The Depression decade spawned a new generation of economic protest songs, such as those of Aunt Molly Jackson, Josh White, and Woody Guthrie. Many of these old songs have been recorded by Pete Seeger, and he has added a number of his own to the list. Unfortunately during the 1950s the anti-communist hysteria led to investigations and persecutions of musicians whose politics had been identified as leftist. Although many continued to write and perform, their work was excluded for a time from the mainstream media. Paul Robeson and Pete Seeger were among the most famous victims.

The decades of the 1960s and 1970s was an especially fertile time for protest music, as civil rights advocates united in singing their unofficial anthem, “We Shall Overcome,” and issues of economic justice were tied to the antiwar movement. Bob Dylan’s music became iconic of the era; other important voices include Joan Baez, Phil Ochs, and Marvin Gaye.

If you are interested in studying the impact of a specific genre of music, you may want to look at social justice messages that sometimes show up in Reggae (Bob Marley is especially interesting), rhythm and blues (going back to Huddie “Leadbelly” Ledbetter), jazz, rock, punk (Black Flag), alternative, hip-hop, and rap (Stop the Violence Movement). Almost every possible form of music has been used to mobilize for social change.

If you are interested in the contemporary music scene, you may want to look at the way some musicians use their celebrity to call attention to social and economic justice issues. For example, Bono of U2 has been especially engaged in the campaign to address the problems caused by Third World debt. Peter Gabriel used music to mobilize opposition to apartheid in South Africa and continues to be involved in the human rights movement.

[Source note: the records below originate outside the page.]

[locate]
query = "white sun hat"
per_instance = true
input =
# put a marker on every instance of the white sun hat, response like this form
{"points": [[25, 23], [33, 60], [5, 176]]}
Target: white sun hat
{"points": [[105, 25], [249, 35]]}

Another possible approach is to look at concerts like Farm Aid staged to foster awareness of economic and social problems in rural America.

The long list of musicians and bands who have written songs and engaged in political activism also include Tracy Chapman, Bruce Springsteen, Neil Young, 10,000 Maniacs, Patti Smith, Rage Against the Machine, Ani Di Franco, R.E.M., Tom Waits, Pearl Jam, Beastie Boys, Steve Earle, Eminem, and the list could go on and on ……… Have fun exploring all the possibilities!

Suggested issues to consider:

What song titles are reviewed?
Who are the artists involved in writing, performing and producing the music?
What are their backgrounds? What were their aims and motives in producing the music?
What was the historical and cultural context for the music?
Interpret the meaning and impact of the lyrics.
What instruments are used?
In what ways do the lyrics, rhythms, instrumentations, etc. appeal to the emotions of the audience?
How was the music performed and circulated?
What was its intended audience?
How did the general public receive it? How did music critics respond?
Evaluate its impact on public opinion and social change.
Relate the music to course lectures and discussions

Again it is not sufficient merely to summarize the work; you must research its reception and evaluate its impact on issues of economic rights and social justice.